All green buildings labels have a national basis: LEED in the USA, BREEAM in the UK, HQE in France, Green Star in Australia… Most of them are exported. LEED and BREEAM are the most present on international level. HQE is active in Belgium, Luxemburg and Algeria.
International public authorities (UN, European Union) and investors (see AXA Real Estate Investment Managers interview in the present blog) observe the heterogeneity of methods, targets, performance levels and rating systems. In Paris-La Défense Business District, some buildings have to be labeled HQE, LEED and BREEAM at the same time to be assessed by national and international investors!
After a period when each label worked alone, a connection is being at last set up between the main labels. Three initiatives are at the origin of this convergence.
The first meeting was organised by the French Paris-La Défense Business District public establishment, which invited French CSTB and British BRE to examine the possibility of convergence. A European approach was soon highlighted. German new green label organization was contacted. Sustainable Building Alliance (SB Alliance) was created, in June 2008.
SB Alliance’s goal is to develop common metrics that can be used to monitor and compare internationally sustainable performance and ecological behavior. It works to develop a greater level of commonality between the different assessment tools to improve understanding, comparability and take-up.
SB Alliance is a non-profit coalition of standard setting organizations, national building research centers, and property industry and construction sector stakeholders that is intended to accelerate the international adoption of Sustainable Building (SB) practices through the promotion of shared methods of building performance assessment and rating.

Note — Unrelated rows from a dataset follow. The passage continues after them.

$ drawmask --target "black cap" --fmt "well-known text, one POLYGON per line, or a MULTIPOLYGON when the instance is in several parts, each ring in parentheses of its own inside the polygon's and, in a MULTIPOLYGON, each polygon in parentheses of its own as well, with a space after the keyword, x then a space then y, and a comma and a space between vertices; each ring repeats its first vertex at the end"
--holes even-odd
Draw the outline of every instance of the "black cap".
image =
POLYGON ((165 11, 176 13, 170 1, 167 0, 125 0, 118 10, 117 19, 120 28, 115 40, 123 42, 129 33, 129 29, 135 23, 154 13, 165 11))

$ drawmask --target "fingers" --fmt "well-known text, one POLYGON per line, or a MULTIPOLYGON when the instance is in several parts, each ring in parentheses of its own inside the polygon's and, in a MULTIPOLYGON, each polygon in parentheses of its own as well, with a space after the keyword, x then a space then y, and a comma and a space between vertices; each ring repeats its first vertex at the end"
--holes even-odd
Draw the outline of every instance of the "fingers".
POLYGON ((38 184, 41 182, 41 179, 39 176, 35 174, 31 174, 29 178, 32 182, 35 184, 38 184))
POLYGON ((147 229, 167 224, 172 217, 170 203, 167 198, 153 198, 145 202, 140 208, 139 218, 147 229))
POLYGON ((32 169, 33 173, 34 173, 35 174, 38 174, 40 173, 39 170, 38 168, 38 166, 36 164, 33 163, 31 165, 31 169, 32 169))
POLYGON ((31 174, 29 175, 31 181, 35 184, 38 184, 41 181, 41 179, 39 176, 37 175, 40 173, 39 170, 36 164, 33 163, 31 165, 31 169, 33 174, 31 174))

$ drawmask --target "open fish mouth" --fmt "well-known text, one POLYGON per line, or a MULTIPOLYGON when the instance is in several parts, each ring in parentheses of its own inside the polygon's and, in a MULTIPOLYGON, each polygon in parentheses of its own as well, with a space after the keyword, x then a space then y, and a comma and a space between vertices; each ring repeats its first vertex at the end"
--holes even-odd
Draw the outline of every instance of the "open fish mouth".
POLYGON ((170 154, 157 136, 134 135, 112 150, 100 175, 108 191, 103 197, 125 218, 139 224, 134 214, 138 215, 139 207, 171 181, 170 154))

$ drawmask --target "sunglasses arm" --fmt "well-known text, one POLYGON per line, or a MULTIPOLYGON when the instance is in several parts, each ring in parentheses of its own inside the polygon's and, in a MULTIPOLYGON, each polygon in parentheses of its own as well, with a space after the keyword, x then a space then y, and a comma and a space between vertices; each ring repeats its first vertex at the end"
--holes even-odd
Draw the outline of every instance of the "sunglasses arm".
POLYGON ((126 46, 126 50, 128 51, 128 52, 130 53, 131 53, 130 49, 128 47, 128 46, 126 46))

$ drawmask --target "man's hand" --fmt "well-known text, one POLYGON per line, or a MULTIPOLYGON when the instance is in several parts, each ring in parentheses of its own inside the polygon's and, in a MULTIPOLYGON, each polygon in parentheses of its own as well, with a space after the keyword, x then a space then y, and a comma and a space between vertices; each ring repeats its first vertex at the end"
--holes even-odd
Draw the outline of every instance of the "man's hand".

Its Core Group reunites BRE (United Kingdom), CSTB (France), DGNB (Germany), FACV (Brazil), ITC-CNR (Italy), NIST (USA) and VTT (Finland). Then IVE (Spain) and, in October 2009, USGBC, which runs LEED, joined the Core Group. At the beginning of 2010, the Japanese GBC, which runs CASBEE, joined SB Alliance.

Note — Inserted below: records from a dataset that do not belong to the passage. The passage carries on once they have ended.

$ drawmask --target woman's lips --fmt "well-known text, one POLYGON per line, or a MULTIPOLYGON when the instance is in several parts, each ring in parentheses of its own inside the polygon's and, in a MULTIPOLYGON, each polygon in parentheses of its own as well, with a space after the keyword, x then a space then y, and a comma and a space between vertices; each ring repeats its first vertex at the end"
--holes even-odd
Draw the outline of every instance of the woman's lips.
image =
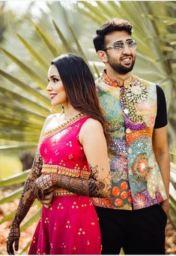
POLYGON ((52 100, 58 94, 57 93, 51 93, 49 95, 49 98, 51 100, 52 100))

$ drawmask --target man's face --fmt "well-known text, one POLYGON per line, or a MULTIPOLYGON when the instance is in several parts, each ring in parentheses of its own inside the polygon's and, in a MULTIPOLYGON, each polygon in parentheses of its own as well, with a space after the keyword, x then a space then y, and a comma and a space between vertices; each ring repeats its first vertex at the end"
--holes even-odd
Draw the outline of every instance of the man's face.
POLYGON ((130 72, 135 64, 136 51, 130 50, 127 44, 125 44, 130 39, 132 39, 131 36, 126 31, 115 31, 105 36, 106 48, 111 47, 115 42, 124 42, 124 49, 110 48, 106 50, 106 64, 119 74, 130 72))

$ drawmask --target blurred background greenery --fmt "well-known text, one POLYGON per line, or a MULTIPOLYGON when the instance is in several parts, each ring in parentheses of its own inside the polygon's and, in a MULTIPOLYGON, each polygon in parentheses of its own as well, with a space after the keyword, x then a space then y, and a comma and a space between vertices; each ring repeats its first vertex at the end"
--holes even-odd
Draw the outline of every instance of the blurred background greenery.
MULTIPOLYGON (((73 52, 95 79, 103 65, 92 40, 112 17, 130 20, 138 42, 133 73, 164 89, 172 153, 170 218, 176 228, 176 2, 153 1, 0 1, 0 187, 25 180, 50 104, 47 69, 57 56, 73 52), (13 176, 9 177, 9 176, 13 176)), ((19 197, 20 186, 0 203, 19 197)), ((10 219, 12 214, 1 220, 10 219)))

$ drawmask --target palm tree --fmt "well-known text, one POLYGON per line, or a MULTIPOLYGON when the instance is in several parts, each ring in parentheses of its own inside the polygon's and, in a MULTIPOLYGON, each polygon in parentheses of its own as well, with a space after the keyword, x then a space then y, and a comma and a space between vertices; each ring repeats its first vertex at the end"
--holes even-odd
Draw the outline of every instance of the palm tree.
MULTIPOLYGON (((101 63, 97 61, 92 49, 92 38, 96 28, 106 20, 118 17, 129 20, 133 25, 133 37, 138 41, 137 63, 134 70, 139 77, 155 81, 166 92, 168 101, 169 136, 172 150, 175 149, 176 116, 174 115, 176 98, 176 4, 172 2, 77 2, 73 11, 64 8, 60 3, 49 4, 52 10, 60 11, 64 19, 67 33, 60 29, 59 20, 52 20, 46 26, 28 20, 33 29, 32 36, 35 38, 34 47, 31 39, 21 33, 16 33, 16 41, 25 47, 25 54, 20 59, 15 51, 7 50, 1 47, 6 62, 10 65, 4 65, 0 69, 0 150, 19 151, 35 149, 39 134, 45 117, 49 113, 49 101, 45 92, 47 69, 50 61, 65 52, 73 52, 82 56, 90 65, 95 77, 100 75, 101 63), (73 12, 74 30, 67 20, 73 12), (85 21, 82 23, 80 21, 85 21), (82 32, 75 32, 76 24, 82 32), (86 29, 85 29, 85 28, 86 29), (174 33, 172 32, 175 32, 174 33), (36 40, 37 38, 37 40, 36 40), (53 39, 54 38, 54 39, 53 39), (71 41, 70 41, 71 38, 71 41), (81 46, 81 39, 84 44, 81 46), (91 38, 91 39, 90 39, 91 38), (71 44, 70 44, 71 41, 71 44), (37 50, 36 50, 37 49, 37 50), (43 54, 44 53, 44 54, 43 54), (47 57, 47 59, 46 58, 47 57), (13 63, 13 65, 12 65, 13 63), (31 65, 32 63, 32 65, 31 65), (96 63, 96 65, 95 65, 96 63), (4 69, 5 67, 5 69, 4 69), (16 74, 18 74, 17 76, 16 74), (7 104, 10 102, 10 104, 7 104)), ((56 15, 57 17, 57 15, 56 15)), ((42 20, 46 18, 42 17, 42 20)), ((44 19, 46 23, 46 19, 44 19)), ((43 24, 43 23, 42 23, 43 24)), ((31 36, 31 38, 32 38, 31 36)), ((22 50, 24 51, 24 50, 22 50)), ((171 221, 176 228, 175 206, 175 165, 172 164, 172 191, 171 194, 171 221)), ((7 177, 0 181, 0 187, 10 186, 24 182, 29 170, 7 177)), ((19 196, 22 188, 18 188, 0 200, 0 203, 9 202, 19 196)), ((37 202, 35 203, 37 203, 37 202)), ((5 216, 1 221, 9 220, 13 212, 5 216)), ((40 209, 31 217, 37 219, 40 209)), ((22 227, 25 228, 29 221, 22 227)))

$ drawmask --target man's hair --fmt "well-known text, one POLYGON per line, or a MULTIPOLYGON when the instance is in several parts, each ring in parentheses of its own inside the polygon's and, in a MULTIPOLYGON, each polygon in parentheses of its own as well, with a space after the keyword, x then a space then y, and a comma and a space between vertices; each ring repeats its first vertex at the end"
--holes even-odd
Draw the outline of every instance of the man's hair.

SB Alliance is co-chaired by Carole Le Gall, Managing Director of CSTB and Carol Atkinson, Managing Director of BRE-Global.
In June 2009, BRE and CSTB signed an agreement to elaborate together a European environmental label for buildings.

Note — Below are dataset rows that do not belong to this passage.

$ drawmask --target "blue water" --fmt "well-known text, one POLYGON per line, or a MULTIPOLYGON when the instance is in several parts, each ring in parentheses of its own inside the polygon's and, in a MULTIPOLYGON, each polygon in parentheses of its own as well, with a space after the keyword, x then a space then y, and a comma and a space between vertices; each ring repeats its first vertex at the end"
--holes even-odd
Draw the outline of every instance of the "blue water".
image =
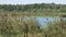
MULTIPOLYGON (((25 20, 29 20, 30 17, 24 17, 25 20)), ((32 18, 36 18, 40 23, 40 25, 45 26, 47 24, 47 22, 54 22, 57 21, 57 17, 32 17, 32 18)), ((64 20, 66 20, 66 17, 63 17, 64 20)))

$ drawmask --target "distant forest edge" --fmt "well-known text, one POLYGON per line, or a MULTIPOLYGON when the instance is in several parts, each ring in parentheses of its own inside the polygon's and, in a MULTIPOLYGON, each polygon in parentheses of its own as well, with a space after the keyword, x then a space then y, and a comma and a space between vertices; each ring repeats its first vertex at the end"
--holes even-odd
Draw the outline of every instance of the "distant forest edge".
POLYGON ((34 4, 0 4, 1 11, 34 12, 34 13, 65 13, 66 4, 34 3, 34 4))

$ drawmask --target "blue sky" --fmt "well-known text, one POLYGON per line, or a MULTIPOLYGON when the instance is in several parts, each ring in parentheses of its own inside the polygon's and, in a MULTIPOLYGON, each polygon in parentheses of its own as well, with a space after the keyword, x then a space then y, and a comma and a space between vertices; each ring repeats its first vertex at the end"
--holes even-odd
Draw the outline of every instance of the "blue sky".
POLYGON ((66 0, 0 0, 0 4, 31 4, 31 3, 61 3, 66 4, 66 0))

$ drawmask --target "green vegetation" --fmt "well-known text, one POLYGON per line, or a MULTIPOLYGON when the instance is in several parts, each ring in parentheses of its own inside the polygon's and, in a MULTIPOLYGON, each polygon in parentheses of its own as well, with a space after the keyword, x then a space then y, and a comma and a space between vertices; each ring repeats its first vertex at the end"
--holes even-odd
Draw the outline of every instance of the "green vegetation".
POLYGON ((66 37, 66 20, 48 22, 42 27, 37 20, 31 17, 24 20, 22 16, 1 15, 0 16, 1 37, 66 37))
POLYGON ((66 12, 66 4, 35 3, 35 4, 0 4, 0 11, 16 11, 30 13, 57 13, 66 12))

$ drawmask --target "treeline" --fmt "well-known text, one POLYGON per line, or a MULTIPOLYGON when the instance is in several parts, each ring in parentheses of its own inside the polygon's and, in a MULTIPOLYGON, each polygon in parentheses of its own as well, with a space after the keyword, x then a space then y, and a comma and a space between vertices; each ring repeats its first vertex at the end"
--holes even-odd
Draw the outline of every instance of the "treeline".
POLYGON ((53 12, 65 11, 66 5, 55 3, 35 3, 35 4, 0 4, 0 11, 22 11, 22 12, 53 12))
POLYGON ((36 17, 25 21, 25 17, 18 20, 19 16, 7 14, 0 17, 0 37, 66 37, 66 20, 63 18, 42 27, 36 17))

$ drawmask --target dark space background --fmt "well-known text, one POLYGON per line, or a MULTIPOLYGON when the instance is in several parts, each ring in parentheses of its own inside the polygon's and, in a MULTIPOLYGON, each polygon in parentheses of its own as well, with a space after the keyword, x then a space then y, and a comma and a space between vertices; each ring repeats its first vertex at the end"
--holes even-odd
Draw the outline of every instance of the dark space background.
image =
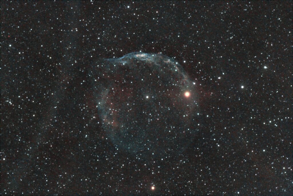
POLYGON ((293 194, 292 1, 1 2, 1 195, 293 194), (140 51, 197 83, 201 130, 163 161, 93 117, 88 70, 140 51))

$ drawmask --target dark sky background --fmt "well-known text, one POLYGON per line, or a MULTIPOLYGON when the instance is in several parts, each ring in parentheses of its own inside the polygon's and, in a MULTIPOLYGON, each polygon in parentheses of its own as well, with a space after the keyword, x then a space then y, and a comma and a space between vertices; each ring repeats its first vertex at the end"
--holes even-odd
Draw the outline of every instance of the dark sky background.
POLYGON ((293 194, 292 1, 1 6, 1 195, 293 194), (88 74, 140 51, 196 84, 200 130, 162 161, 117 149, 88 74))

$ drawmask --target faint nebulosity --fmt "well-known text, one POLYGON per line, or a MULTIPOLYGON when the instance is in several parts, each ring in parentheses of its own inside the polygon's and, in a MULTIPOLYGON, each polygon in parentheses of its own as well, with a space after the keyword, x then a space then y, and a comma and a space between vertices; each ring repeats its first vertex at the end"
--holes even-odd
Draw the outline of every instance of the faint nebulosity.
POLYGON ((97 112, 117 148, 163 160, 181 152, 198 132, 195 83, 172 59, 133 52, 98 61, 92 70, 97 112))
POLYGON ((0 4, 1 195, 293 195, 292 1, 0 4))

In March 2009, an agreement, with roughly the same aim, was signed by Green Building Councils from the US (USGBC), Australia (GBCA, which runs Green Star), the UK (UKGBC) and BRE.
Then the two initiatives converged through an agreement between SB Alliance, the World Green Building Council (WGBC), CSTB, BRE, DGNB, GBCA, UKGBC and USGBC. Six essential indicators are suggested: carbon, energy, water, waste, indoor quality and profitability.
The third initiative was taken in 2008 by UNEP Sustainable Buildings and Climate Initative (UNEP-SBCI) which set up an international think tank to define and promote a common carbon index.
The different initiatives converged in the meetings organized by UNEP SBCI in Paris and Singapore in September and October 2009, and the presentation of a common framework, at a meeting held by UNEP-SBCI, at the Copenhagen Conference on Climate Change, in December 2009.
The Stephane Pouffary and Niclas Svenningsen presentation summed up the “Common Carbon Metric Report for Measuring Energy Use & Reporting Greenhouse Gas Emissions from Building Operations”.
A common framework is proposed for the first two indicators, among the six indicators suggested by SB Alliance. Energy consumption and CO2 emissions will concern, for the moment, the use of the building. The data will be Measurable, Reportable and Verifiable (MVR). They will be gathered according to the principles and methods of international standards (ISO among others).
Four indicators are proposed: KWh/m²/year and if possible KWh/occupant/year, kg CO2 equivalent/m²/year and kg CO2 equivalent /occupant/year.
The framework has to be transformed into a practical tool after a major consultation of Construction and Property Sector actors. Then the method will concern the other indicators specified by SB Alliance.
The aim is not to elaborate one worldwide environmental label but to define and implement a common methodological framework for the main international labels. It is a progress which was awaited with some impatience by international public authorities and investors.